Scientists led by a team from Oxford University have identified mutations in two genes that lead to a serious skull condition.
People affected by the disorder, called craniosynostosis, are born with or develop abnormally shaped heads. This is caused by the plates of the skull joining together earlier than normal, which in turn can cause increased pressure in the skull and hearing, vision and breathing difficulties. Restricted brain growth and developmental problems are common.
Craniosynostosis affects around one in 2,200 children and in 21 percent of cases it is due to an identifiable genetic defect. But Andrew Wilkie, professor of pathology at Oxford University, the leader of the study, estimates that around a third of all cases are in fact caused by a genetic fault.
'I had the suspicion that there were other unidentified genes out there that were implicated and that still needed to be discovered', he says, 'and that's where this study has come in'.
The genes identified by the research have independent functions and this is reflected in the clinical picture. The non-bony tissues that join the skull plates are called sutures and only some of them will join too early in patients with craniosynostosis. 'The two genes we identified affect the skull in very different ways and give distinctly different patterns of suture fusion from each other', explains Professor Wilkie.
The research leading to one of the genes being identified began with DNA analysis of a family in which both children had craniosynostosis but its cause was unknown. The ERF gene was put forward as a potential candidate and this was confirmed when mutations in ERF were identified in an additional 11 samples from over 400 other patients, but not in analysis of healthy controls.
In most of these cases patients had been born with normally shaped skulls and the craniosynostosis only became apparent in early to middle years of childhood. On the other hand, patients with mutations in the other gene identified by the researchers, TCF12, usually required surgery within the first two years of life.
The researchers estimate that mutations in either ERF of TCF12 are responsible for up to three percent of all cases of craniosynostosis. In both cases knowledge of the genetic cause is helpful as families and care teams can better appreciate the characteristics and risks of the condition, including risks of inheritance.
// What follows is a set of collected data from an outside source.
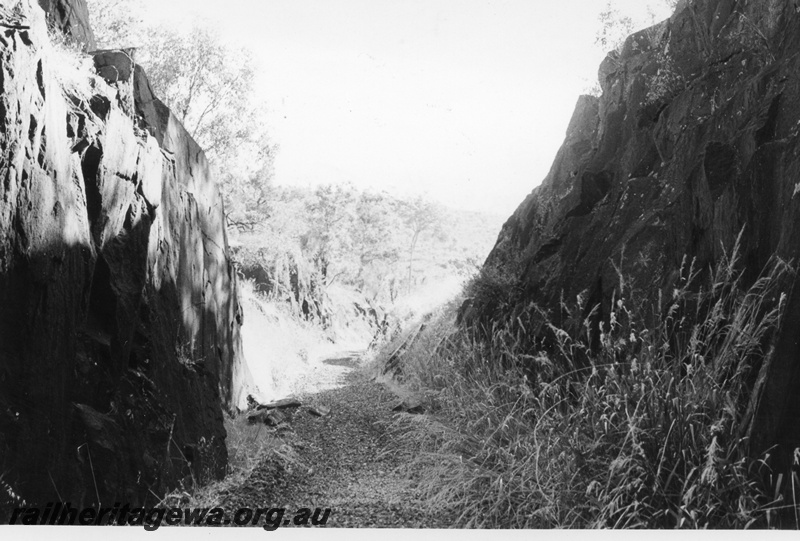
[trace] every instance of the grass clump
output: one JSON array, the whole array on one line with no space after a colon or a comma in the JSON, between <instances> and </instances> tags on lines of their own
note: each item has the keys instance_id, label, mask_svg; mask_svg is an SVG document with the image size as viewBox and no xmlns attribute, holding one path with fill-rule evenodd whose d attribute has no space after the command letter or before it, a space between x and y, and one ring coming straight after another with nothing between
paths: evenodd
<instances>
[{"instance_id":1,"label":"grass clump","mask_svg":"<svg viewBox=\"0 0 800 541\"><path fill-rule=\"evenodd\" d=\"M67 99L88 101L94 94L95 76L92 57L80 44L56 28L47 29L47 41L43 47L47 69Z\"/></svg>"},{"instance_id":2,"label":"grass clump","mask_svg":"<svg viewBox=\"0 0 800 541\"><path fill-rule=\"evenodd\" d=\"M621 277L605 322L577 337L551 325L549 353L510 324L482 340L429 325L404 370L440 407L392 427L428 505L461 527L786 525L794 502L746 434L790 270L774 260L745 287L737 248L706 279L685 264L657 306Z\"/></svg>"},{"instance_id":3,"label":"grass clump","mask_svg":"<svg viewBox=\"0 0 800 541\"><path fill-rule=\"evenodd\" d=\"M228 465L224 479L206 482L191 476L190 483L167 494L160 502L164 506L216 507L225 503L230 493L235 493L253 471L266 461L281 464L296 464L294 451L274 431L263 423L250 424L247 415L225 415L225 444L228 451Z\"/></svg>"}]
</instances>

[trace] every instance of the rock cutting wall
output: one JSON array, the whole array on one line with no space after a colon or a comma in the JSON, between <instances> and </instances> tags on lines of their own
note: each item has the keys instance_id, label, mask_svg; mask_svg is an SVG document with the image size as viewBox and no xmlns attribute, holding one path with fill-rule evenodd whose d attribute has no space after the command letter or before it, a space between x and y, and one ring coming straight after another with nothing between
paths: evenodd
<instances>
[{"instance_id":1,"label":"rock cutting wall","mask_svg":"<svg viewBox=\"0 0 800 541\"><path fill-rule=\"evenodd\" d=\"M682 1L606 58L602 96L579 99L550 173L487 260L522 289L517 310L535 301L568 326L559 303L583 293L584 314L599 304L607 319L615 265L669 298L684 256L713 265L742 228L751 281L773 254L800 260L799 12L793 0ZM753 453L777 444L786 461L800 447L800 293L787 293L750 434Z\"/></svg>"},{"instance_id":2,"label":"rock cutting wall","mask_svg":"<svg viewBox=\"0 0 800 541\"><path fill-rule=\"evenodd\" d=\"M86 0L39 0L48 24L84 51L95 50L94 32L89 24Z\"/></svg>"},{"instance_id":3,"label":"rock cutting wall","mask_svg":"<svg viewBox=\"0 0 800 541\"><path fill-rule=\"evenodd\" d=\"M42 3L86 43L84 0ZM244 402L222 200L129 52L0 21L0 503L153 504L224 473Z\"/></svg>"}]
</instances>

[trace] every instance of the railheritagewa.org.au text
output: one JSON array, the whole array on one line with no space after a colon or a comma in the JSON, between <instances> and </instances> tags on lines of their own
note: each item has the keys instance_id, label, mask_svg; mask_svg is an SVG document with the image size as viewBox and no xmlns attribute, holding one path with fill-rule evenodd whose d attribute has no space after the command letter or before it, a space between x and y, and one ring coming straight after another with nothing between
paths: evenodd
<instances>
[{"instance_id":1,"label":"railheritagewa.org.au text","mask_svg":"<svg viewBox=\"0 0 800 541\"><path fill-rule=\"evenodd\" d=\"M237 509L228 514L221 507L131 507L114 504L113 507L75 508L68 502L48 503L44 507L17 507L11 513L9 524L49 526L143 526L155 531L166 526L261 526L267 531L281 526L325 526L330 518L330 508L303 507L289 511L284 507Z\"/></svg>"}]
</instances>

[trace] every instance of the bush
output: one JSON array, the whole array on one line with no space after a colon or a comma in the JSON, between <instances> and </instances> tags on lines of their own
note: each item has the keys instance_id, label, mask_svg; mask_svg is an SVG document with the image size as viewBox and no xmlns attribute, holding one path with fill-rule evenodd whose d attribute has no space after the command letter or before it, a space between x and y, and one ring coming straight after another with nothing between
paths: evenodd
<instances>
[{"instance_id":1,"label":"bush","mask_svg":"<svg viewBox=\"0 0 800 541\"><path fill-rule=\"evenodd\" d=\"M484 265L464 288L468 309L462 314L470 327L490 336L497 322L507 322L522 299L516 262L505 265Z\"/></svg>"},{"instance_id":2,"label":"bush","mask_svg":"<svg viewBox=\"0 0 800 541\"><path fill-rule=\"evenodd\" d=\"M392 426L427 503L461 527L778 525L795 504L781 501L769 456L748 457L745 411L790 271L775 260L745 287L737 254L704 287L685 265L651 307L655 324L621 281L595 352L557 328L544 354L515 348L505 327L480 341L431 325L442 343L430 354L420 341L405 366L449 383L440 409ZM588 370L569 368L577 355Z\"/></svg>"}]
</instances>

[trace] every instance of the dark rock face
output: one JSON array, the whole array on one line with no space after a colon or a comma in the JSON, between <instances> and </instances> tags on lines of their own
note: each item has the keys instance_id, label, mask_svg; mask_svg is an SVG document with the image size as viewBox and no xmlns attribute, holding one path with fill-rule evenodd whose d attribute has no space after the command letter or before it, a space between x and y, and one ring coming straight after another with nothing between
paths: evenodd
<instances>
[{"instance_id":1,"label":"dark rock face","mask_svg":"<svg viewBox=\"0 0 800 541\"><path fill-rule=\"evenodd\" d=\"M257 291L283 298L296 314L306 319L327 322L330 309L326 304L329 303L325 302L324 288L320 284L324 277L315 272L305 258L291 253L270 258L263 249L236 252L239 272L254 282Z\"/></svg>"},{"instance_id":2,"label":"dark rock face","mask_svg":"<svg viewBox=\"0 0 800 541\"><path fill-rule=\"evenodd\" d=\"M47 21L54 29L61 31L84 51L97 48L89 24L86 0L39 0L39 5L47 13Z\"/></svg>"},{"instance_id":3,"label":"dark rock face","mask_svg":"<svg viewBox=\"0 0 800 541\"><path fill-rule=\"evenodd\" d=\"M602 97L579 99L550 173L487 260L522 292L516 309L535 301L577 334L562 298L580 294L584 316L599 304L607 318L615 265L637 289L668 295L684 256L713 265L742 228L751 279L772 254L798 261L797 53L796 2L693 0L609 55ZM800 294L787 293L752 404L754 454L800 446Z\"/></svg>"},{"instance_id":4,"label":"dark rock face","mask_svg":"<svg viewBox=\"0 0 800 541\"><path fill-rule=\"evenodd\" d=\"M127 53L95 56L105 79L65 71L20 6L0 33L3 480L29 503L153 504L224 473L247 377L222 200Z\"/></svg>"}]
</instances>

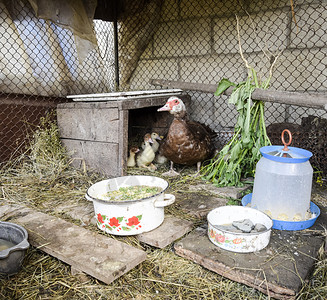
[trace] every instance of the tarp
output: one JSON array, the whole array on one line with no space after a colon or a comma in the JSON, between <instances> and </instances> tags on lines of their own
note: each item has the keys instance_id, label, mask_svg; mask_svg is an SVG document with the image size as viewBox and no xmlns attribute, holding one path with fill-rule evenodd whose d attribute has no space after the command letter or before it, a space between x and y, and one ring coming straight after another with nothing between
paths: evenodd
<instances>
[{"instance_id":1,"label":"tarp","mask_svg":"<svg viewBox=\"0 0 327 300\"><path fill-rule=\"evenodd\" d=\"M29 2L35 3L31 7ZM45 2L62 6L55 8ZM93 4L85 9L81 8L85 1L67 1L74 2L71 6L64 2L0 0L2 92L42 96L104 92L103 62L91 17L94 0L86 1ZM85 27L83 20L87 21Z\"/></svg>"}]
</instances>

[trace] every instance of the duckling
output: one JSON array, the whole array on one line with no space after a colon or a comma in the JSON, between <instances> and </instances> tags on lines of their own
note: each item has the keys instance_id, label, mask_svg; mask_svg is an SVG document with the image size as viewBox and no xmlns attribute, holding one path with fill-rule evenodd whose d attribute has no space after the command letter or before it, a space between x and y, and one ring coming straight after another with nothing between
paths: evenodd
<instances>
[{"instance_id":1,"label":"duckling","mask_svg":"<svg viewBox=\"0 0 327 300\"><path fill-rule=\"evenodd\" d=\"M153 133L155 134L155 133ZM152 137L152 136L151 136ZM160 135L160 136L154 136L155 139L159 140L159 141L162 141L164 139L164 136ZM157 163L157 164L160 164L160 165L163 165L165 164L168 159L167 157L163 156L160 154L160 151L158 152L158 150L160 150L160 146L161 146L161 143L157 142L157 147L155 148L154 146L152 146L152 149L154 150L154 152L156 153L156 157L154 159L154 161Z\"/></svg>"},{"instance_id":2,"label":"duckling","mask_svg":"<svg viewBox=\"0 0 327 300\"><path fill-rule=\"evenodd\" d=\"M154 161L158 164L165 164L168 161L168 159L166 157L157 153L159 150L159 147L160 147L160 143L158 141L161 141L163 138L164 138L163 136L160 136L156 132L151 133L151 139L153 141L151 147L156 155ZM143 142L142 149L144 150L144 148L145 148L145 143Z\"/></svg>"},{"instance_id":3,"label":"duckling","mask_svg":"<svg viewBox=\"0 0 327 300\"><path fill-rule=\"evenodd\" d=\"M159 149L159 146L160 146L158 141L161 141L161 137L159 136L158 133L152 132L151 133L151 139L152 139L152 142L153 142L151 147L152 147L154 153L156 153L158 151L158 149Z\"/></svg>"},{"instance_id":4,"label":"duckling","mask_svg":"<svg viewBox=\"0 0 327 300\"><path fill-rule=\"evenodd\" d=\"M150 143L153 143L151 139L151 135L147 133L144 136L144 149L143 151L137 156L136 158L136 164L140 168L147 168L149 170L156 170L157 167L152 164L155 153L150 145Z\"/></svg>"},{"instance_id":5,"label":"duckling","mask_svg":"<svg viewBox=\"0 0 327 300\"><path fill-rule=\"evenodd\" d=\"M138 153L140 149L138 147L131 147L129 150L129 157L127 159L127 167L135 167L135 154Z\"/></svg>"},{"instance_id":6,"label":"duckling","mask_svg":"<svg viewBox=\"0 0 327 300\"><path fill-rule=\"evenodd\" d=\"M151 133L151 140L152 140L151 147L152 147L154 152L157 152L158 149L159 149L159 146L160 146L160 144L158 143L158 140L160 141L161 137L159 136L158 133L152 132ZM142 143L141 148L144 150L144 148L145 148L145 143L144 142Z\"/></svg>"}]
</instances>

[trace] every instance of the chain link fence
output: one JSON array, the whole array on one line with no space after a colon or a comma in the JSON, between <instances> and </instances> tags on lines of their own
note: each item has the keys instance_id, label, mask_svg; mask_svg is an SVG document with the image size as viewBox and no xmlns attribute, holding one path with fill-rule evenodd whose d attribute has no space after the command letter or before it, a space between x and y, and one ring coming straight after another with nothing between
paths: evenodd
<instances>
[{"instance_id":1,"label":"chain link fence","mask_svg":"<svg viewBox=\"0 0 327 300\"><path fill-rule=\"evenodd\" d=\"M167 88L151 79L245 80L239 41L262 80L278 57L270 90L326 95L326 1L124 1L115 8L117 22L94 20L97 46L87 52L71 30L37 18L28 1L7 2L0 1L1 161L22 150L40 117L67 95ZM191 118L227 141L237 118L227 97L186 92ZM270 127L273 144L291 123L295 144L313 151L314 166L327 174L326 111L268 102L265 108L268 129L283 123Z\"/></svg>"}]
</instances>

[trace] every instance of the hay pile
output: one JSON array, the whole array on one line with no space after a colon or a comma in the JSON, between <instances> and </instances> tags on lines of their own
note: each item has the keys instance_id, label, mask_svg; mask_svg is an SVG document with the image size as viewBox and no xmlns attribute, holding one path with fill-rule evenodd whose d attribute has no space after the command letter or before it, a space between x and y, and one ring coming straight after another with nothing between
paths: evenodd
<instances>
[{"instance_id":1,"label":"hay pile","mask_svg":"<svg viewBox=\"0 0 327 300\"><path fill-rule=\"evenodd\" d=\"M136 169L132 172L140 174ZM57 126L48 119L42 120L31 139L29 150L17 160L3 165L0 176L1 203L25 204L49 214L54 214L54 205L84 200L85 190L103 179L99 174L70 167L68 155L60 144ZM189 176L174 179L170 182L171 188L180 190L194 180ZM174 208L169 208L168 213L192 219ZM204 222L192 220L195 224ZM68 221L80 222L72 219ZM97 230L94 226L88 229ZM253 288L228 280L175 255L171 246L156 249L141 244L134 237L114 238L145 250L147 260L106 285L87 275L73 276L69 265L30 247L18 274L10 278L0 276L0 299L269 298ZM327 260L322 252L314 274L303 287L299 299L326 299L326 280Z\"/></svg>"}]
</instances>

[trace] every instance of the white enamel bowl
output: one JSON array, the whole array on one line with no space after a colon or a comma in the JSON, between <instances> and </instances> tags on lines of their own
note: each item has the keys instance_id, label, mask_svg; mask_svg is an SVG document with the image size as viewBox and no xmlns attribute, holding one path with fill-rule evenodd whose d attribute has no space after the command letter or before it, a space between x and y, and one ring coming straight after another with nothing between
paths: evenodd
<instances>
[{"instance_id":1,"label":"white enamel bowl","mask_svg":"<svg viewBox=\"0 0 327 300\"><path fill-rule=\"evenodd\" d=\"M103 195L120 187L146 185L160 187L162 191L152 197L128 201L106 201ZM151 231L164 221L164 207L175 202L175 196L165 194L169 184L154 176L122 176L99 181L86 192L85 198L93 202L99 229L114 235L134 235Z\"/></svg>"},{"instance_id":2,"label":"white enamel bowl","mask_svg":"<svg viewBox=\"0 0 327 300\"><path fill-rule=\"evenodd\" d=\"M250 219L253 224L265 225L262 232L238 233L217 228L217 225ZM243 206L222 206L208 213L208 237L216 246L233 252L254 252L265 248L270 241L273 221L259 210Z\"/></svg>"}]
</instances>

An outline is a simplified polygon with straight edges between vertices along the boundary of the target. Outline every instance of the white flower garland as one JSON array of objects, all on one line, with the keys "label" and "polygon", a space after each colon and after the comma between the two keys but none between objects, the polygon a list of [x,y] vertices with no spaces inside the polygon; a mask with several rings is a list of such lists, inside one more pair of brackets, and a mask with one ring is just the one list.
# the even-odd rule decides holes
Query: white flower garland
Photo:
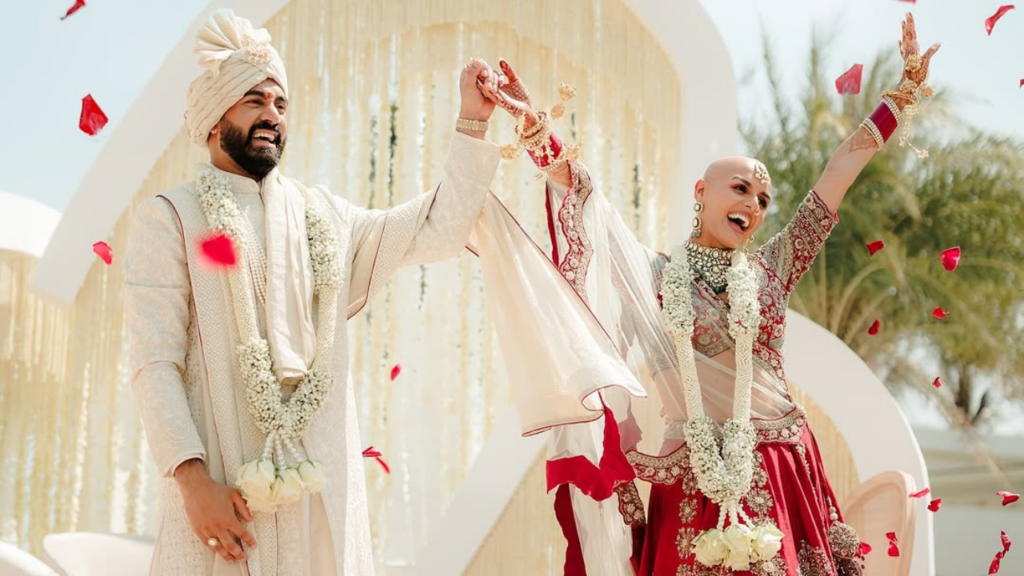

But Professor Wilkie says that in the case of the ERF mutations, where the problem manifests later on, 'knowledge of the mutation would be very valuable. It would alert a surgeon to the fact there was an underlying problem leading to the sutures not working properly. The surgeon would know to keep a very close eye on the child. They couldn't say that the child seemed fine and simply discharge them from follow-up'.
The research was partially supported by the National Institute for Health Research (NIHR). Professor Wilkie says that the NIHR's Comprehensive Clinical Research Network (CCRN) was essential to the success of the study which involved genetic information, resources and staff from four centres of excellence for craniosynostosis.
'Combined, those four centres represent a unique resource', Professor Wilkie comments. 'Before the NIHR-CCRN structure had been designed and put in place, it would have been impossible to have drawn on that resource as we did here'.
Both studies are published in Nature Genetics.